Voyons à présent, l’hypothèse du fantasme. Si nous renversons la perspective de l’analyse, en considérant que le point de vue de l’imam reflète la morale sexuelle en vigueur à cette époque, il apparaît clairement que Sidi Mhammad par son comportement, commet une infraction grave à cette morale. Dans Ce troisième récit, les hommes du ksar se plaignent, auprès du frère aîné de Sidi Mhammad, du fait que celui-ci, en jouant de la flûte, détourne les femmes de leurs tâches domestiques. Cette perturbation de l’activité habituelle des femmes est directement liée au fait que celles-ci sont séduites par la flûte de Sidi Mhammad. Sur cette relation entre les femmes du Gourara et la flûte, Mammeri écrit : “En voyant venir le flûtiste, les femmes disent : “ Iw' a bab n temja, ikhs-it wul inu” : Viens flûtiste, mon cœur aime entendre la flûte.”[2] Le même auteur ajoute ce détail technique : “Quand tous les trous (de la flûte) sont ouverts on a un sudus ; on dit que l’air est féminin et que la flûte pousse des youyous comme une femme, la tseghrurut am tmettut ”[3].

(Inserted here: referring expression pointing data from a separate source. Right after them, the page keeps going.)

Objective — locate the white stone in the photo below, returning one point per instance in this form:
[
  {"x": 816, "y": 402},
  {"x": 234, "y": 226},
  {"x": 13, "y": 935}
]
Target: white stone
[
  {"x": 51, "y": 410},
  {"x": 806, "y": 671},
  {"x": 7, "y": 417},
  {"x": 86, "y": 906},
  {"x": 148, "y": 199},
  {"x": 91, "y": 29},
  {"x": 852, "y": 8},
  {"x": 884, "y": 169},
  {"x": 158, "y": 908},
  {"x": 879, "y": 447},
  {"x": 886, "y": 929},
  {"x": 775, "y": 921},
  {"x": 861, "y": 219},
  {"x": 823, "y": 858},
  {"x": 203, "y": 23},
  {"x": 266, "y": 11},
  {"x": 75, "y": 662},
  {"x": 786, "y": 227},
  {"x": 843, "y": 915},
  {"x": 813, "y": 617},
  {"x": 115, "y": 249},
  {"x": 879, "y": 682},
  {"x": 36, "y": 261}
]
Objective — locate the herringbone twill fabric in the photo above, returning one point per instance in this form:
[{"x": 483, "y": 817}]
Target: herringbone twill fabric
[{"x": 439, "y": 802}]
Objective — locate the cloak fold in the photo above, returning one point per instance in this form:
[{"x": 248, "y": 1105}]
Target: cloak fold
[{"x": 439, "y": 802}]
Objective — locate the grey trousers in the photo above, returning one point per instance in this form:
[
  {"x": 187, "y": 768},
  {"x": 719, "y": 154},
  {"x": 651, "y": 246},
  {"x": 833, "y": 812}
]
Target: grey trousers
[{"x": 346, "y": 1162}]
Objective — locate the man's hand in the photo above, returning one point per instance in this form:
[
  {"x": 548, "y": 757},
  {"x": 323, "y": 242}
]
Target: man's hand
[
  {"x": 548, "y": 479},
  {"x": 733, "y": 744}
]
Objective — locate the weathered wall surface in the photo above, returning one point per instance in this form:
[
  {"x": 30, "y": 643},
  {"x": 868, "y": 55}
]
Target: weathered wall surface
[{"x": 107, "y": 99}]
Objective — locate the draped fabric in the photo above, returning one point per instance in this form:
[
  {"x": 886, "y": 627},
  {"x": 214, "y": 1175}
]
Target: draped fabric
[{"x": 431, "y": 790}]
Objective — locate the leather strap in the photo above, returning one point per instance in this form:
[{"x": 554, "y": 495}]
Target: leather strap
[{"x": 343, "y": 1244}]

Cet instrument renvoie donc à l’univers féminin et le flûtiste est l’homme qui se rapproche le plus de ce monde : il séduit les femmes en jouant de l’instrument qu’elles aiment le plus. Le flûtiste est donc un séducteur qui attise les passions et détourne les femmes de la norme. Nous l’avons dit plus haut, il les perturbe en les attirant vers lui dans un mouvement qui leur fait perdre tout contrôle. Or, le comportement de l’imam, par rapport à Sidi Mhammad, rejoint en définitive celui des hommes du ksar mécontents de l’action néfaste du flûtiste sur leurs femmes. Mais, si l’imam semble condamner une mixité prohibée ou, à tout le moins, sévèrement réglementée par l’Islam, les hommes du ksar craignent le caractère imprévisible du comportement de Sidi Mhammad. Dans la conception populaire, les wali échappent à tout contrôle social et les actes les plus répréhensibles et blâmables sont tolérés venant d’eux. Mais cette acceptation de toutes les actions des wali n’empêchent pas que des fantasmes se cristallisent à leur sujet. Ceci nous ouvre une toute autre perspective sur les relations entre les wali et les ksouriens. En acceptant leur comportement qui défie parfois les normes établies, les ksouriens peuvent se laisser “imaginer” que les saints soient parfois amenés à défier la morale sexuelle. Partout ou ils s’installent, on leur donne des épouses légitimes, mais leurs instincts qui se déchaînent, parfois de manière incontrôlable, peuvent amener les saints à désirer les femmes des ksouriens. L’usage que certains wali font de la flûte peut concourir, lui-même, à déclencher le désir, tout aussi incontrôlable, des femmes.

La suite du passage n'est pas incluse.